Establishing a general understanding of the risks is essential for an intelligent discussion about safeguarding human life and agency. The profit incentive must stop being the primary driver for AGI development, a move that investors should welcome because it will promote a sustainable path for AGI. An AGI that dominates humans won’t provide for a dynamic economy.

Lawmakers must act, and coordinate their actions internationally, to prevent ownership of such a powerful, world-changing technology by dictators and companies that would deploy it for extraordinary profit at the expense of everyone else.
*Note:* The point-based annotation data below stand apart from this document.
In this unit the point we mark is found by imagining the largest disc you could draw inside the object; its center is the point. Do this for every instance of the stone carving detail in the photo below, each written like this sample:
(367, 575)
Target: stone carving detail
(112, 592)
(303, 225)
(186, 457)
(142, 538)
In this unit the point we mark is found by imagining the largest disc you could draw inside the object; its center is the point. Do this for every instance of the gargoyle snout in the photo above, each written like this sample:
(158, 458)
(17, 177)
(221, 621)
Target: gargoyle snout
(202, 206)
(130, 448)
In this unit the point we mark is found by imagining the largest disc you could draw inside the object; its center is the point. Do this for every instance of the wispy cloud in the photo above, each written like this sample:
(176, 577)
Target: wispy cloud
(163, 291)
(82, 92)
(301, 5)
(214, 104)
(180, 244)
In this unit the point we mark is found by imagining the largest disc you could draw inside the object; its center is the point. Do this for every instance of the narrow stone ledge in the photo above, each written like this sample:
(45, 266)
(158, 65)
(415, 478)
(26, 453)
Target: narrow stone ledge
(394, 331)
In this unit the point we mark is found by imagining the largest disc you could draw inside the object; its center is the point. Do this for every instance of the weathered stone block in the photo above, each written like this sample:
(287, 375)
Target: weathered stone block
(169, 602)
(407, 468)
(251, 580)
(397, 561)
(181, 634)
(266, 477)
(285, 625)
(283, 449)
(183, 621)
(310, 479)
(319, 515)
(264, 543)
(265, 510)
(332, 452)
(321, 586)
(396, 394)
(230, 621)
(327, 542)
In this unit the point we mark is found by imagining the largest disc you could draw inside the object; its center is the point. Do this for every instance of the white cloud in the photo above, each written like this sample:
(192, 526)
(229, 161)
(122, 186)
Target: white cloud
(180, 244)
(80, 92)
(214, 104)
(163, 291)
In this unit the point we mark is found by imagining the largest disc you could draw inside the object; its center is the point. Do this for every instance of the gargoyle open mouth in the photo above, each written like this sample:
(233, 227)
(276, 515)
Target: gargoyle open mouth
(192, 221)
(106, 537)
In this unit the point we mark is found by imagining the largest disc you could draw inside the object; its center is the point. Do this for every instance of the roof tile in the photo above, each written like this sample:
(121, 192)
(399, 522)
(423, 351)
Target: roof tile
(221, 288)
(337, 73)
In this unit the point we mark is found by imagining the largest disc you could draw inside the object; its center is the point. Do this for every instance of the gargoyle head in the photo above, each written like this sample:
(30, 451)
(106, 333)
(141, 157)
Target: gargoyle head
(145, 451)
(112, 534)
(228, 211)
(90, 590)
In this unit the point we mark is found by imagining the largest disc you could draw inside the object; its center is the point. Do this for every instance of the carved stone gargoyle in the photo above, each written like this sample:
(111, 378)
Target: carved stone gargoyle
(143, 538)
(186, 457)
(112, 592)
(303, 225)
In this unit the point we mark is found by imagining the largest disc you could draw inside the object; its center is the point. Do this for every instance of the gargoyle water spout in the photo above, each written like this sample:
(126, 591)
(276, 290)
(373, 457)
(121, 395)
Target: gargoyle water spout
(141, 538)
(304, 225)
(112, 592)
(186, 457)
Crucially, it should no longer be left to tech companies to define what intelligence is. It’s time to stop using John McCarthy’s marketing term “artificial intelligence” and replace it with a deeper appreciation for the meaning and power of human intelligence. Whatever intelligence is, it’s not what the software engineers and tech company CEOs say it is. There’s far more to the potential of human intelligence than correlating data and making predictions, which is what large language models like ChatGPT, Gemini, Claude, and others do.

We live in an age when the scientific method demands empirical evidence and dismisses things that we know exist, like intelligence and consciousness, for which there is no “hard” proof. The scientific method is sometimes used to ridicule a “soft” science like philosophy, but if ever there was a time for philosophy that time is now.

If we fail to approach AGI with a philosophy that technology should empower human intelligence, and instead allow AGI to continue on the path to overwhelming human intelligence, we risk suffering the existential consequences.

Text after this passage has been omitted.